A wideband 360° photonic-assisted microwave phase shifter using a polarization modulator and a polarization-maintaining fiber Bragg grating
Author(s) -
Wangzhe Li,
Weifeng Zhang,
Jianping Yao
Publication year - 2012
Publication title -
optics express
Language(s) - English
Resource type - Journals
SCImago Journal Rank - 1.394
H-Index - 271
ISSN - 1094-4087
DOI - 10.1364/oe.20.029838
Subject(s) - optics , fiber bragg grating , phase shift module , physics , polarizer , sideband , polarization (electrochemistry) , phase modulation , photonics , materials science , optical carrier transmission rates , wideband , optoelectronics , birefringence , microwave , optical fiber , phase noise , insertion loss , radio over fiber , chemistry , quantum mechanics
A novel approach to implementing a wideband microwave photonic phase shifter by a joint use of a polarization modulator (PolM) and a polarization-maintaining fiber Bragg grating (PM-FBG) is proposed and experimentally demonstrated. A microwave signal to be phase shifted is applied to the PolM. Two phase-modulated signals along the two principal axes of the PolM are generated and sent to the PM-FBG. The phase-modulated signals have a static but complementary phase shift introduced by the dc bias applied to the PolM. Due to the birefringence of the polarization-maintaining (PM) fiber, the PM-FBG has two spectrally separated and orthogonally polarized reflection bands.
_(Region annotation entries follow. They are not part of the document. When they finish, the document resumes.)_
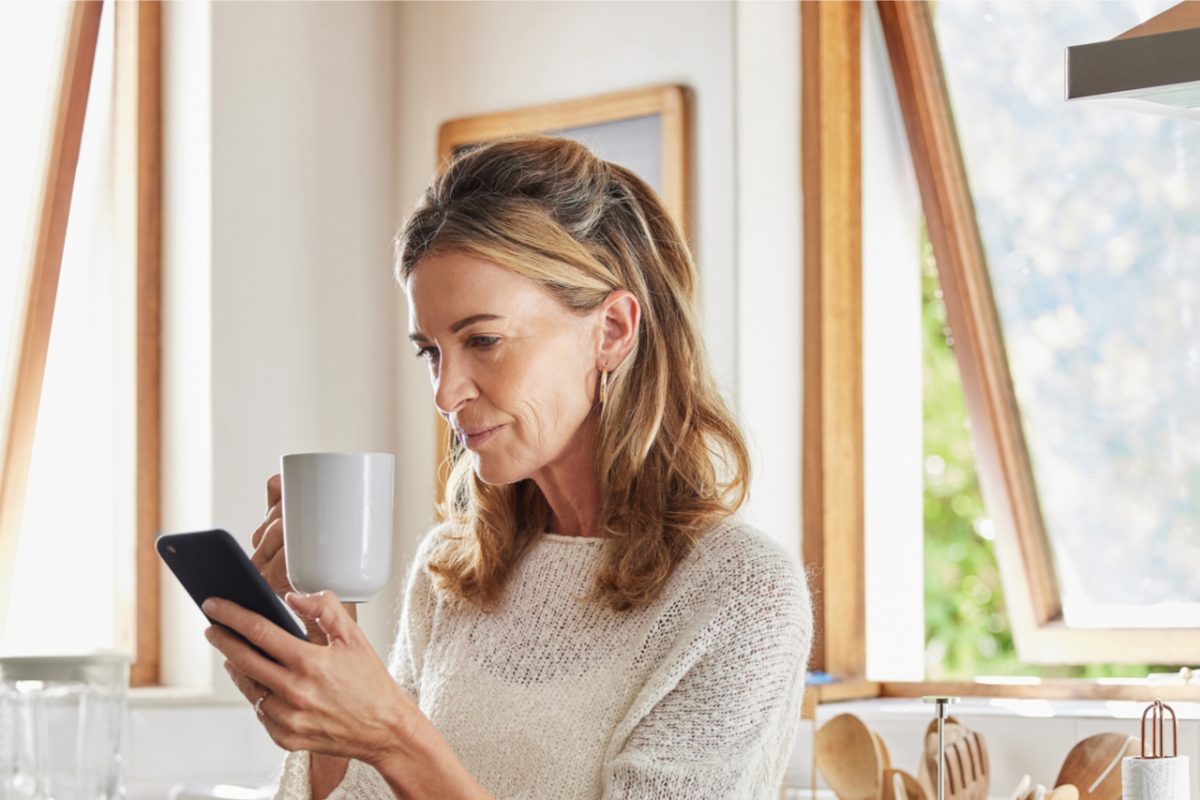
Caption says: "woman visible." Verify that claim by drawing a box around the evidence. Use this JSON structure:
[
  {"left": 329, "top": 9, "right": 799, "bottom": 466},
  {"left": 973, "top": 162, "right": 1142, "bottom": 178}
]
[{"left": 201, "top": 137, "right": 811, "bottom": 800}]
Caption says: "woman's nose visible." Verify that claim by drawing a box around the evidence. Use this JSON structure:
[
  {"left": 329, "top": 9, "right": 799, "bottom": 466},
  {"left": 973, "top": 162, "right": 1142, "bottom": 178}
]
[{"left": 433, "top": 357, "right": 479, "bottom": 414}]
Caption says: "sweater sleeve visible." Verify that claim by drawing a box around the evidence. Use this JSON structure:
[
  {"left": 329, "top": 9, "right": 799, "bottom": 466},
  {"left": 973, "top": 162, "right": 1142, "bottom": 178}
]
[
  {"left": 604, "top": 548, "right": 812, "bottom": 800},
  {"left": 275, "top": 529, "right": 438, "bottom": 800}
]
By employing the PM-FBG to reflect one first-order sideband along one polarization direction and one optical carrier along the other polarization direction, and send them back to the PolM, a second-time phase modulation is imposed to the sideband and the optical carrier. By sending the two signals to a polarizer and beating them at a photodetector, a phase shifted microwave signal is obtained. Since the PolM is used twice, a low dc bias voltage would lead to a large phase shift. A full 360° microwave photonic phase shifter over a frequency range of 30-40 GHz is experimentally demonstrated. The spurious free dynamic range (SFDR) of the phase shifter is also studied.